The Jewish version of the Bible, the Tanakh, or Torah, is divided into three parts: the Teaching, the Prophets, and the Writings.

The Christian version of the Bible includes books of the Tanakh, but includes additional books and reorganizes them into two parts:

The books of the Old Testament primarily sourced from the Tanakh (with some variations), and the 27 books of the New Testament contain books originally written primarily in Greek.

Some versions of the Christian Bible have a separate Apocrypha section for the books not considered canonical by the tradition or sometimes the publisher.

As of 2019, the Bible, or some portion of it, has been translated into more than 2,300 languages or dialects, most all of which are born from the original translation of the KJV.


In addition to the first canons translated by King James, he commissioned a second cannon called the Apocrypha translated by the sixth company.

Alexander McClure Lead the Apocryphal Committee

The sixth and last company of King James's Bible-translators met at Cambridge. They were assigned all the Apocryphal books.

The Sixth Company of Translators at Cambridge.

Dr. John Duport

Dr. William Brainthwaite

Dr. Jeremiah Radcliffe

Dr. Samuel Ward

Dr. Andrews Downes

John Bois

Dr. John Ward

Dr. John Aglionby

Dr. Leonard Hutten

Dr. Thomas Bilson

Dr.

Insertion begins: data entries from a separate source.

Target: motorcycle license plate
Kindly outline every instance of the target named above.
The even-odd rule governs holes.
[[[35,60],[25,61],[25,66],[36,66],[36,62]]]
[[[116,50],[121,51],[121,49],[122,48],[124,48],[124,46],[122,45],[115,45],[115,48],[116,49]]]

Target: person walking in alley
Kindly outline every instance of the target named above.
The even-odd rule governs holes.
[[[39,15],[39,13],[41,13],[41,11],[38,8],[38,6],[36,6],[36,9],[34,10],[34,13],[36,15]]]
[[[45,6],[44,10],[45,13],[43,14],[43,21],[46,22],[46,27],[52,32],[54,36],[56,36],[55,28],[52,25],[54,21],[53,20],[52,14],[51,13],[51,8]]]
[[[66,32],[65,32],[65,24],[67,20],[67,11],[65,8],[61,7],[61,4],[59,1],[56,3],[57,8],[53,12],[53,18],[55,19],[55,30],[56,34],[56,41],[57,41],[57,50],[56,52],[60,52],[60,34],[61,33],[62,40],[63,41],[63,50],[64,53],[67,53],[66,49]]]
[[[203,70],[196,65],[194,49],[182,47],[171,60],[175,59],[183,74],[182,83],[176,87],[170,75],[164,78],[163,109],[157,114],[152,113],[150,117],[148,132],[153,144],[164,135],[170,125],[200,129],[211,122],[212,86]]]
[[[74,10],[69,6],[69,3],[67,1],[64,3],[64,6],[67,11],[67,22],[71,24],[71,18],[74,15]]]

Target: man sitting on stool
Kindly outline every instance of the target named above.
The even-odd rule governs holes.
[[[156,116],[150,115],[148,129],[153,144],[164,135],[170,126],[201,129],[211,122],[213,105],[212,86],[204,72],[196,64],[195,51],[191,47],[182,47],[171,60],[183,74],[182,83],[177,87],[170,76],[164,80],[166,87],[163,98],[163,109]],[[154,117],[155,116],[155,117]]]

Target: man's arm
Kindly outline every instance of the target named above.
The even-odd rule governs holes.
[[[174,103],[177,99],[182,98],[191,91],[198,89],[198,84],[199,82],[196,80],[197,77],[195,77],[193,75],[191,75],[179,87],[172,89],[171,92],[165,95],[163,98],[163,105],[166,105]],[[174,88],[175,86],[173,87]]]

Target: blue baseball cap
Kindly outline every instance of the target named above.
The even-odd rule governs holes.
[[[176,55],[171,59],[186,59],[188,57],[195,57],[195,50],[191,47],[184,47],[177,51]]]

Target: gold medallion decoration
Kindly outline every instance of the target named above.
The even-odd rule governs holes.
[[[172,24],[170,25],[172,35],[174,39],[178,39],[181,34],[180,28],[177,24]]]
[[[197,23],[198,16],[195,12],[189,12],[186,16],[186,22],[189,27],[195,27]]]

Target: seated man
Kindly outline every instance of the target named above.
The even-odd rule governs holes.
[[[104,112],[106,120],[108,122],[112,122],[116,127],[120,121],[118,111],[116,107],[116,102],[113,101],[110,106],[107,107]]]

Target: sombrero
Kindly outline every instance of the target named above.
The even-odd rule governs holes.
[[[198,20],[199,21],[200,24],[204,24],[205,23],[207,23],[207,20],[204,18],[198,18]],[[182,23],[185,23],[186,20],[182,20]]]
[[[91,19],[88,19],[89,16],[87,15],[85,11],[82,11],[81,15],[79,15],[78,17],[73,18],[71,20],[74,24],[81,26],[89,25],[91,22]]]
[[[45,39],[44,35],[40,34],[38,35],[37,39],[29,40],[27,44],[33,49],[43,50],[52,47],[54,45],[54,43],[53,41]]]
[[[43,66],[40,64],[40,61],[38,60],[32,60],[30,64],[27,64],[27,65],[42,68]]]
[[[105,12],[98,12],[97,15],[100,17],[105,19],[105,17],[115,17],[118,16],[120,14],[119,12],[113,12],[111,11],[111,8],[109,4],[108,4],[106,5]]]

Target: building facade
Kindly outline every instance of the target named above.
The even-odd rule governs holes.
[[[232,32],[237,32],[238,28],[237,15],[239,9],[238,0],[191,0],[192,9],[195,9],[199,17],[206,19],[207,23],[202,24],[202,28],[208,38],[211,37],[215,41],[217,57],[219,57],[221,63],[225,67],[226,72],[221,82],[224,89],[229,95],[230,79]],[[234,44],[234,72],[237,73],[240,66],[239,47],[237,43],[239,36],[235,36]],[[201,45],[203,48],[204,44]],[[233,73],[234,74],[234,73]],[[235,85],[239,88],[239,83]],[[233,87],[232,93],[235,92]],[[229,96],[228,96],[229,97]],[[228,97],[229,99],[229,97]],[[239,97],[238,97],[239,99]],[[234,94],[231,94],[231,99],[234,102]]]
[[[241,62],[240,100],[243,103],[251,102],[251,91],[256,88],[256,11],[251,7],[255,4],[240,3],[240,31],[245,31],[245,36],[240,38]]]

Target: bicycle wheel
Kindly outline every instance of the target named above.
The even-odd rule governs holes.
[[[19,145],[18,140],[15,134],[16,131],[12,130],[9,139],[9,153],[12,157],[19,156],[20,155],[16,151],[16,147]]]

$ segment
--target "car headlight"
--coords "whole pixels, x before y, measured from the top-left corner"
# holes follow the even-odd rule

Richard Bamcroft

Apocrypha means 'hidden things' in Greek. The Apocryphical books of the Bible fall into two categories: Text ,which were included in some canonical version of the Bible at some point, and other text of a Biblical nature which have never been canonized.

The Apocrypha refer to text, which are left out of officially sanctioned versions ('canon') of the Bible. The term means 'things hidden away,' which implies secret or esoteric literature. However, none of these texts were ever considered secret.

In some Protestant Bibles, they are placed between the New and Old Testament. In the Roman Catholic Bibles the books are interspersed with the rest of the text. In this case they are also called 'Deuterocanonical', which means 'secondary canon.'


In 1826, the British and Foreign Bible Society decided to only distribute Bibles containing the Apocrypha in special cases. Since then most modern editions of the Bible and re-printings of the King James Bible omit the Apocrypha section. Many modern re-printings of the Clementine Vulgate and Douay-Rheims version no longer contain the Apocrypha section. Many of the more modern translations and revisions do not contain an Apocrypha section at all.

There are some exceptions to this trend, however. Some editions of the Revised Standard Version of the Bible include not only the Apocrypha, but also the third and fourth books of the Maccabees, and Psalm 151; the RSV Apocrypha also lists the Letter of Jeremiah (Epistle of Jeremy in the KJV) as separate from the book of Baruch, following the Orthodox tradition.